Joe Biden ha prohibido la importación de petróleo y gas ruso, medida a la que se ha sumado el Reino Unido. De momento, Alemania se opone a cortar el suministro que le llega de Rusia, sencillamente porque su economía no está preparada para moverse con otra fuente. Rusia amenaza con cortar el Nord Stream en respuesta a las sanciones impuestas por la UE. Esta guerra no se ha producido por la energía, pero la energía va a jugar un papel clave en su desarrollo. Para la Unión, que quiere reducir este año en un 80% su dependencia energética de Rusia, resulta contradictorio enfangarse en un conflicto que va a dañar su economía. Para los rusos, si no tuvieran a China, sería algo parecido. Estados Unidos no tiene contradicciones, porque va a acercarse a la Venezuela de Maduro, con la que siempre ha gozado de excelentes relaciones, si exceptuamos las amenazas militares, el apoyo a los golpes de Estado, el último en 2019, con la construcción mediática de un presidente virtual.

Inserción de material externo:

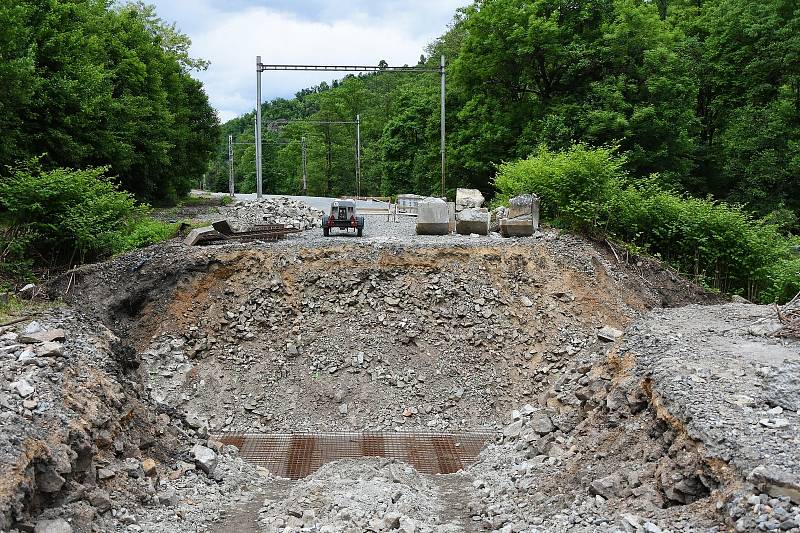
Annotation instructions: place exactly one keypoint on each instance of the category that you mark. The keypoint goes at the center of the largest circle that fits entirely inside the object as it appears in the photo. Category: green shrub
(720, 245)
(64, 216)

Que en España se pida un Gobierno de gran coalición para mejorar la estabilidad, incluyendo al Partido Popular, parece, más que una contradicción, un chiste. Que Unidas Podemos insista cinco días seguidos en un tema que daña a su principal candidata y sobre el que no tiene competencias parece, más que una contradicción, un ajuste de cuentas. Que Vox, el partido del ardor guerrero, ande desapareciendo de escena parece, más que una contradicción, una consecuencia: que nadie le saque los colores como a Salvini y Le Pen. ¿Quieren una última incoherencia? Que la enorme tensión fuera de España ha reducido, de momento, el desquiciado clima que hemos vivido estos últimos meses. A ver lo que nos dura. En esta península hemos sido siempre amantes del absurdo.